For the last couple of months or so, The Killingworth Castle has been tagging us in numerous Instagram posts – pictures of delicious looking food, cosy log fires and candle-lit tables. A couple of weeks ago we gave in and ventured out of our little Oxford bubble, beyond the ring road to a small village just outside of Woodstock, to check out ‘The Killy’ as it’s affectionately known.
The Killingworth Castle is an upmarket gastropub with rooms, set on the outskirts of Wootton. Sister pub to The Ebrington Arms in Chipping Campden, the 17th Century coaching Inn is run by landlords Jim and Claire Alexander. As well as running both pubs, Jim and Claire launched their own range of craft beer – Yubberton Brewing Co – which is served in both venues along with several others locally.

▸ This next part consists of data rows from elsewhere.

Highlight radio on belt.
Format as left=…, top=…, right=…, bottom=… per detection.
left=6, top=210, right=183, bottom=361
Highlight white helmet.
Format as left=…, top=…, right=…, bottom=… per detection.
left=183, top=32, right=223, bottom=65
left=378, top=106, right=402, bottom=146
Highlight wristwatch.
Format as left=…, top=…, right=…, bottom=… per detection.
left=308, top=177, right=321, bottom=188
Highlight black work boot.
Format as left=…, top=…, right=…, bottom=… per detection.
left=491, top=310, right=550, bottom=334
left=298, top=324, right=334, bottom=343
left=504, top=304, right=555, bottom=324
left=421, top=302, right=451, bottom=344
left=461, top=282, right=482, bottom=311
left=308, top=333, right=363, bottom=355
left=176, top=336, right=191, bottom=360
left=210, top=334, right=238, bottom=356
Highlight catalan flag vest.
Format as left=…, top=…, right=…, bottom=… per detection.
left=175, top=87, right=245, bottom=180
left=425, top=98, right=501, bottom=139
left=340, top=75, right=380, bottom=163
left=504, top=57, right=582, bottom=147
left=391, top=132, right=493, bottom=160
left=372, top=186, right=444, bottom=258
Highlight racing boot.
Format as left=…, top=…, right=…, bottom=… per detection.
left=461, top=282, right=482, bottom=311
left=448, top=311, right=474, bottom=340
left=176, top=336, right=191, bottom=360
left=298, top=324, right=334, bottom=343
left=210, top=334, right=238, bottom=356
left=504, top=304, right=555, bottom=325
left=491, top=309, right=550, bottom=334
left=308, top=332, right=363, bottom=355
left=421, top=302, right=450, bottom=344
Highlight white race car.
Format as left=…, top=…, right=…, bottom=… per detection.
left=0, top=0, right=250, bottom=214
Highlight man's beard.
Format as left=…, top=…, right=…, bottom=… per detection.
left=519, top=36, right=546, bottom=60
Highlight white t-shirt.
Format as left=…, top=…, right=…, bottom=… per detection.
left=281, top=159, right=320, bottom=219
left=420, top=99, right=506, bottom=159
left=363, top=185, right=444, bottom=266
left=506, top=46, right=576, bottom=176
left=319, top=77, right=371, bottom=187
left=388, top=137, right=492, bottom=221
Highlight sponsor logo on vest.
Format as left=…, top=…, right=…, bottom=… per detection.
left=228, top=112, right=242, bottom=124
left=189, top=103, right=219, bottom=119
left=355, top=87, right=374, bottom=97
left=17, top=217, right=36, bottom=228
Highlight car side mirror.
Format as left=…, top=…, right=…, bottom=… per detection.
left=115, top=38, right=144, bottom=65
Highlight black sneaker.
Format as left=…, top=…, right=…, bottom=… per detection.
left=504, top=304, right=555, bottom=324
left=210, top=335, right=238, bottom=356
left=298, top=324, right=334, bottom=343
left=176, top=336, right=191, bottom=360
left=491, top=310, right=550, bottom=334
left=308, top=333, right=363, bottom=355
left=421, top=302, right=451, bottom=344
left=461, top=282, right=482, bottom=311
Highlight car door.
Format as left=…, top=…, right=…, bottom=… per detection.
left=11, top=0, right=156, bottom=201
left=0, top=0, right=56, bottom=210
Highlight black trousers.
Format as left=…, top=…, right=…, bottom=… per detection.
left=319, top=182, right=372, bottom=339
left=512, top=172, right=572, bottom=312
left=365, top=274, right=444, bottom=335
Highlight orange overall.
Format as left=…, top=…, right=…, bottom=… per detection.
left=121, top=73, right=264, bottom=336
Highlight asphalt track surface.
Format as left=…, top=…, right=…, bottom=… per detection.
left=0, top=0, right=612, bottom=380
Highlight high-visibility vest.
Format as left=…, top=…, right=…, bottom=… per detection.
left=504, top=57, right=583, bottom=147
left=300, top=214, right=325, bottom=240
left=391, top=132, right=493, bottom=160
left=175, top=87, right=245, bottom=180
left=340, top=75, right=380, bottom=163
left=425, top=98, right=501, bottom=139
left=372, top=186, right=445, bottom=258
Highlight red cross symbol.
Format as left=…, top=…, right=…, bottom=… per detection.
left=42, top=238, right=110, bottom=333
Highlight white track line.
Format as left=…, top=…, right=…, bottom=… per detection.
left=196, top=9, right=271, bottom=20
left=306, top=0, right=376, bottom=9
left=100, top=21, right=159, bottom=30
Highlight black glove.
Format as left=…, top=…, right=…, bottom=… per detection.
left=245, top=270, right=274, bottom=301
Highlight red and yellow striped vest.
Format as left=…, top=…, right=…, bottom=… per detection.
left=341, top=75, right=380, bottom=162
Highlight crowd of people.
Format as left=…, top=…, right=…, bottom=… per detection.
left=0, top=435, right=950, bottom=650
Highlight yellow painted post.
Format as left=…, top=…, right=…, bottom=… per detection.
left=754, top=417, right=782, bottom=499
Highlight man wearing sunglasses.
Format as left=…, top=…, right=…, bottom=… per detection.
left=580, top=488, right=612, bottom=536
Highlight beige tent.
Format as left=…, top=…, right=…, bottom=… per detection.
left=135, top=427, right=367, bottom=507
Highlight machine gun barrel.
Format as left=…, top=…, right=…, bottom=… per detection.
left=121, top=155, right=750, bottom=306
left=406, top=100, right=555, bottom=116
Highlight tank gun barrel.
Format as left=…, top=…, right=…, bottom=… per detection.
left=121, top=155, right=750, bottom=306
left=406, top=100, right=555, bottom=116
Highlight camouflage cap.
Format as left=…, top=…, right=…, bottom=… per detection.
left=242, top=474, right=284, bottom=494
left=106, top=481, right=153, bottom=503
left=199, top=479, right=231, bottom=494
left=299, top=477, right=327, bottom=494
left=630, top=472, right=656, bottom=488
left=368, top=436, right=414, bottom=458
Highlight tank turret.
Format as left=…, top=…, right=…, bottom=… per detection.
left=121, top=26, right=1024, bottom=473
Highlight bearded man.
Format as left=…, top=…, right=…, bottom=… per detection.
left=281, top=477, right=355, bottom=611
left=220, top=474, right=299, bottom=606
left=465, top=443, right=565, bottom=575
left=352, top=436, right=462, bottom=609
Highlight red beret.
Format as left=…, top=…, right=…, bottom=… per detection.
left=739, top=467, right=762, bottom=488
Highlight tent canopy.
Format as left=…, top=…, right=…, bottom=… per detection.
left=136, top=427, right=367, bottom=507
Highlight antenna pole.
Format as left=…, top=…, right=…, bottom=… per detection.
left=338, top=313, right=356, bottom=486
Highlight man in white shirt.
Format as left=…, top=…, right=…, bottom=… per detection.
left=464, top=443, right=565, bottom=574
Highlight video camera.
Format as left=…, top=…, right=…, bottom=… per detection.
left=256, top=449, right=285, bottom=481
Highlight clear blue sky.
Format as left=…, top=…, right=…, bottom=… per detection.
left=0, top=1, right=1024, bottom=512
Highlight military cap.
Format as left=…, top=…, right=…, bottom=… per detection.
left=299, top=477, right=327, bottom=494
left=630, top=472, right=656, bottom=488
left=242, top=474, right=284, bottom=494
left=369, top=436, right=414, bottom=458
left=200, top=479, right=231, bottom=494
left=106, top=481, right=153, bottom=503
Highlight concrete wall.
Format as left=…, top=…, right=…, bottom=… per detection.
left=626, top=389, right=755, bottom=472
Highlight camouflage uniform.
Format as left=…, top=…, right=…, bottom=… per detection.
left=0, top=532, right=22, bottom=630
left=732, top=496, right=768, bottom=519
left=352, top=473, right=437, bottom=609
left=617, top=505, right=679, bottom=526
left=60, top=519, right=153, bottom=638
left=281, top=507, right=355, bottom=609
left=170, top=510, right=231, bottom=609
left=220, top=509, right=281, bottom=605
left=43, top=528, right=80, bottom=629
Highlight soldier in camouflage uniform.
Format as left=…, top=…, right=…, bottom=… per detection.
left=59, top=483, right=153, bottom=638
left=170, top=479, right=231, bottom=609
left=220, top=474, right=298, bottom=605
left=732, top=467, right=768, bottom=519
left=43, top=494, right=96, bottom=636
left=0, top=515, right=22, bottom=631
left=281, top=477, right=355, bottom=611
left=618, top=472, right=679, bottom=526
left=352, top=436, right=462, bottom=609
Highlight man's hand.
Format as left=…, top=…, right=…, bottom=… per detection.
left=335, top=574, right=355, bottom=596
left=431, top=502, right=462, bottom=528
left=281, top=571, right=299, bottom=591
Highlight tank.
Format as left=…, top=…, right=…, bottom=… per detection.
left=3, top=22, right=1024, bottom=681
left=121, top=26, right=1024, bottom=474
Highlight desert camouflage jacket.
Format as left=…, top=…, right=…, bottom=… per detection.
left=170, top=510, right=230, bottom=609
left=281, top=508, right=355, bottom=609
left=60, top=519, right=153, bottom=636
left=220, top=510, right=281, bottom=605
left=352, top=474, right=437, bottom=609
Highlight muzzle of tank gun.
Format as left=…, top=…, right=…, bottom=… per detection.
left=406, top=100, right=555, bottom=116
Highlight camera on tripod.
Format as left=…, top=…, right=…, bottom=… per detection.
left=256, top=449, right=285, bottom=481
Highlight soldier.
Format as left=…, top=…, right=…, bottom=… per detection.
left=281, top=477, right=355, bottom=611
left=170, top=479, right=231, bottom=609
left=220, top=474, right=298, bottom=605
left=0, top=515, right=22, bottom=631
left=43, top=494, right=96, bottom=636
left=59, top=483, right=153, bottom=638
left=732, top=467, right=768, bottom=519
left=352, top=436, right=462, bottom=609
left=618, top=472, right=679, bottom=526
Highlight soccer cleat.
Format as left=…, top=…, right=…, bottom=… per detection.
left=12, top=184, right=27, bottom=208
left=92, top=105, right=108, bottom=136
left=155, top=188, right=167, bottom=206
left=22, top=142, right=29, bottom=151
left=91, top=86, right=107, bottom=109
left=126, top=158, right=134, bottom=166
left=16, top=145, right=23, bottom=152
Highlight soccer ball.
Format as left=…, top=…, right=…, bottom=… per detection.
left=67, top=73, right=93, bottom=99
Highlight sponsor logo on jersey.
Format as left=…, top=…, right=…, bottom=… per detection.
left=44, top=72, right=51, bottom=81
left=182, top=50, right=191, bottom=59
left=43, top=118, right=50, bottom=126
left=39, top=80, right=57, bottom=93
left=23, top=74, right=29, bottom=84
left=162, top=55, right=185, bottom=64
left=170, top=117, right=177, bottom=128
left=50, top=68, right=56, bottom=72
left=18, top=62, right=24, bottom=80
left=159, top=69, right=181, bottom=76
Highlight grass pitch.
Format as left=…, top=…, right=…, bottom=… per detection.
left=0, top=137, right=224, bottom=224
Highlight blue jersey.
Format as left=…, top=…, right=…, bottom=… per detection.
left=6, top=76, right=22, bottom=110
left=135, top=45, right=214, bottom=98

Take a look at the sample menus on Kilingworth Castle’s website and there are plenty of appealing choices. Starters fall around the £7/8 mark, including a terrine of locally bred chicken, or a soused Cornish mackerel with dill, cucumber chutney and horseradish. Mains sit in the region of £13-19, not cheap, but not top end either. ‘Pub Classics’ of fish and chips, sausage and mash, burger or gammon are made more appealing by the promise of Yubby ale batter for the fish; a bacon, red wine and parsley sausage to accompany the mash; aged steak and locally reared smoked bacon for the burger; and a pineapple chutney with duck egg for the gammon.
This clearly isn’t just pub grub, it’s a menu that reads restaurant quality.
Arriving for a Saturday lunch as a family of four, we decided to eat in the bar, where for an early lunch there was a bit more life. Seated opposite the bar we had a couple of tables to one side, leading through into another room with a few wooden tables. On our other side, a cluster of tables near the lit fireplace, perfect for an early winter excursion.
To the rear of the bar is the main restaurant, and outside a small grassy garden with Aunt Sally pitch, leading round the front to a series of guest rooms, recently converted from a barn. Parking is at the rear of the pub, with plenty of space for a pub full of people.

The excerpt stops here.